Bernard Rimland killed the "poor mothering" theory back in 1969 with his monumental book Infantile Autism. If your mothering skills were suspect, why is Riley NT? I think I have a naturally dynamic parenting style than you and Pamela is way more in the spectrum than Austin or Reece!

The way I see it is that we have to build bridges from their world to ours. They do not know how to do it on their own, and we will help them navigate our world more quickly when we build those bridges. If other people do not get it, they are the ones with the problem. I believe that "accommodate and remediate" is the best way to go because you will destroy any hopes of a relationship with them if you apply the stubborn-mule approach! And, isn't relationship with our kids, our spouses, and our Father in heaven what it is all about?

poohder said...

{{{{J}}}}}} Remember kids on the higher end of the spectrum ARE very good at blending in. But it doesn't make them comfortable and happy in their own skin. YOU are on the right track. IT IS NOT YOUR FAULT!
CHANGE IS HARD. The only battlefield that the enemy has is in our minds.He is powerless anywhere else. You are working on Relationships. Relationships are the hardest thing, but the most rewarding in the end.
Prayers today for strength for us all.

Evelyn said...

Wow, I don't know you from Adam, but I came across your blog through Jan's blog. I really stumbled upon it or maybe it was meant to be.

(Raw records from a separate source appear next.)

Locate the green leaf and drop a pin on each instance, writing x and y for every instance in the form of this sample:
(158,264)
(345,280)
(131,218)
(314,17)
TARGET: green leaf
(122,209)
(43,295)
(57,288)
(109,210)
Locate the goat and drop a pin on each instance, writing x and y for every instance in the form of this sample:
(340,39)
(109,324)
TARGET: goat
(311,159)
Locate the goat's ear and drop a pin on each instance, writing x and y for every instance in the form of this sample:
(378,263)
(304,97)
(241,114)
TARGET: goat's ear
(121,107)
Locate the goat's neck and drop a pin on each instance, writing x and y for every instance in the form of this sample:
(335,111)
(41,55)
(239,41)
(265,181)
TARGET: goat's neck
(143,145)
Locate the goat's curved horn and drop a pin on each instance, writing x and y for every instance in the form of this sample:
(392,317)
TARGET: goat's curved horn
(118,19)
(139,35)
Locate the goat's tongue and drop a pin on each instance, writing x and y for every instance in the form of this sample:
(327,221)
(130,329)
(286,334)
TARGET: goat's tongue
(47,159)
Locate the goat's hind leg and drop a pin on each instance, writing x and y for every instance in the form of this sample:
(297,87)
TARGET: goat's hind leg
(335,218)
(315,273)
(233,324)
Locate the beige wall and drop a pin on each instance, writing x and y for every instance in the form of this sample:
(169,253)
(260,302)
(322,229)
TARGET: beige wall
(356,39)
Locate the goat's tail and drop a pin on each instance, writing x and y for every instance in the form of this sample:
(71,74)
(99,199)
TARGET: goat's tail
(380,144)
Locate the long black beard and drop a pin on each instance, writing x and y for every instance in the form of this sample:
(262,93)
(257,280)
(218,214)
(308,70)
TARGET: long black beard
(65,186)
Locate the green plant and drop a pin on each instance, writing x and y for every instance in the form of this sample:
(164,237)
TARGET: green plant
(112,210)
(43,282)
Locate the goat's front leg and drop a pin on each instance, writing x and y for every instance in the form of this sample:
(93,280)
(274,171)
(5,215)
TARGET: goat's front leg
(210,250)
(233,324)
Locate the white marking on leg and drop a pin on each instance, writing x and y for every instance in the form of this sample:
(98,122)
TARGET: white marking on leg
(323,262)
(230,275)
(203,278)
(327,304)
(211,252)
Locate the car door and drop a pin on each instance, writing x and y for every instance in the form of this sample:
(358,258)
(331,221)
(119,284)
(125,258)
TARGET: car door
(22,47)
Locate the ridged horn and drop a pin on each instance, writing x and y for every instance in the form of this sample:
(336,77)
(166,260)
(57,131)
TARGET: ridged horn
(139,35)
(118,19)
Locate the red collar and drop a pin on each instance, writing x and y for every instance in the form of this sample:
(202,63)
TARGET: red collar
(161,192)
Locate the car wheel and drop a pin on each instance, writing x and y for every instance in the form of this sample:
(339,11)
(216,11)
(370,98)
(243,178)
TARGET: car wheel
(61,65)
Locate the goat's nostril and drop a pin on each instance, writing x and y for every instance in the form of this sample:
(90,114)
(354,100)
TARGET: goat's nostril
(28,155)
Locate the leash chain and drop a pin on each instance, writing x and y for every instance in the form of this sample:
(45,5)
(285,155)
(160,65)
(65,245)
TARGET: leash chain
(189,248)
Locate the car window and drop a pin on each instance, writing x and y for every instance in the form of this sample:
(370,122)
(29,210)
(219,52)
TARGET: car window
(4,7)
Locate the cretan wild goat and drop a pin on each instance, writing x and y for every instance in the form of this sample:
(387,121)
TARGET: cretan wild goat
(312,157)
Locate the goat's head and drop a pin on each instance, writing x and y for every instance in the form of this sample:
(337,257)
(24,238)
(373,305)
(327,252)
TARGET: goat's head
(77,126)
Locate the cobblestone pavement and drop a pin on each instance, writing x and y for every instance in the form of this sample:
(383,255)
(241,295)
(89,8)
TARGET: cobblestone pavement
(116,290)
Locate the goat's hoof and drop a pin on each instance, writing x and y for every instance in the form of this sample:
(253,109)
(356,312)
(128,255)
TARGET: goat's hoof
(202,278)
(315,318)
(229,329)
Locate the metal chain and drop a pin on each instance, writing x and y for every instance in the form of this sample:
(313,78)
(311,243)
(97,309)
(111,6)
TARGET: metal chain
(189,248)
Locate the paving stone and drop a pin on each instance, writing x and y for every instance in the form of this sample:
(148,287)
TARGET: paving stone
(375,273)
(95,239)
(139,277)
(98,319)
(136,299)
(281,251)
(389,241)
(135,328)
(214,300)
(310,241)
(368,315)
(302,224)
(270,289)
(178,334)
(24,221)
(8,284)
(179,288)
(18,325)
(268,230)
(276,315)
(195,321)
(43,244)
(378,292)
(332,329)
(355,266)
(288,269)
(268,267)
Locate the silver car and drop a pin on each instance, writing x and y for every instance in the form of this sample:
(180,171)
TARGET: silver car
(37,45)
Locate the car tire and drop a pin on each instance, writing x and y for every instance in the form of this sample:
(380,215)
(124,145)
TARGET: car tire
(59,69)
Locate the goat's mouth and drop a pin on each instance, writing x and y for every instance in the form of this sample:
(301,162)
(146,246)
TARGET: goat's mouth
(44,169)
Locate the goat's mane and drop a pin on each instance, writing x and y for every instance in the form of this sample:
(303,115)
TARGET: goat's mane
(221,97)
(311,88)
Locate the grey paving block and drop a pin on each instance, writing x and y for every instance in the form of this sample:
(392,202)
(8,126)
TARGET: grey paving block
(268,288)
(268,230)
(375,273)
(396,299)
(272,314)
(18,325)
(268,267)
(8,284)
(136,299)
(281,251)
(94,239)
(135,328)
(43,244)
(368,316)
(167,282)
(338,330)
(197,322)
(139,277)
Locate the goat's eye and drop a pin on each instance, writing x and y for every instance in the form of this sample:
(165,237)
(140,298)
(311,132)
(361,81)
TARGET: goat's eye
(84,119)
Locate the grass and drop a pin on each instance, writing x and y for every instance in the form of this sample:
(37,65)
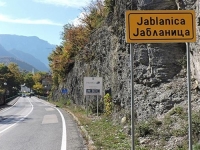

I too have a child that is in the Autism Spectrum, diagnosed with P.D.D. (Pervasive Developmental Disorder). You are not alone my friend, I also have felt every single word of your post, WOW!!

For the longest I questioned his diagnose, thinking maybe I was wrong, that his doctor was wrong.
Friends and even Family doubted as well, until certain behaviours showed up that is.

My son is currently in Kindergarden and is in a regular class, because he wasn't Autistic enough to be in a classroom with Autistic children,and yet he struggles with concentration, keeping up with the work at the other students pace, having difficulty in comprehension, staying on task, etc. Why? because he is Autistic, go figure! Of course he gets all kinds of therapies in and out of school, and has done pretty well within his struggles.

My point in telling you all of this, is don't beat yourself up over this. There are many of us out there, and it certainly isn't anything we were prepared for. It isn't your mothering, it isn't the lack of anything you could do or the excess that some of us do. These kids are simply like Chameleons and they blend in very well, what sets them apart is their inabilities to be completely comfortable and confident in their environment.

My belief is that "God didn't choose these kids to be our children, he chose US to be their MOMS!" He knew that we each had what these children needed in order to make it in this world. So be the MOMMY you were intended to be, be YOU.

Much success to you and I hope we can become great supporters of one another in this journey.

Laura said...

Hi,
I found your blog through youtube. Love LOVE the movies you made of Reece. I troll youtube for the very reason you cite in this post - feeling alone, confused, skeptical. All of those things.

I'm with you on ABA rejection, and not fully relating to parents of spectrumites, but also not fully relating to parents of typically developing children. It's a weird in between space.

Although I still hold skepticism about the diagnosis, I don't look inward. I mean, I have another typically developing child, and there's clearly something organically different. Meaning, it's him not me.

As for limit-setting and making excuses and whatnot, I dunno - that's a different issue. Temple Grandin is critical of modern parents of autistics for being too permissive. Her message is don't punish for stimming or sensory reactions, but do set limits. But that line between autistic behavior and unruliness is incredibly blurry. I wouldn't even know where to begin. My son is only two so I have some time to let that one ruminate.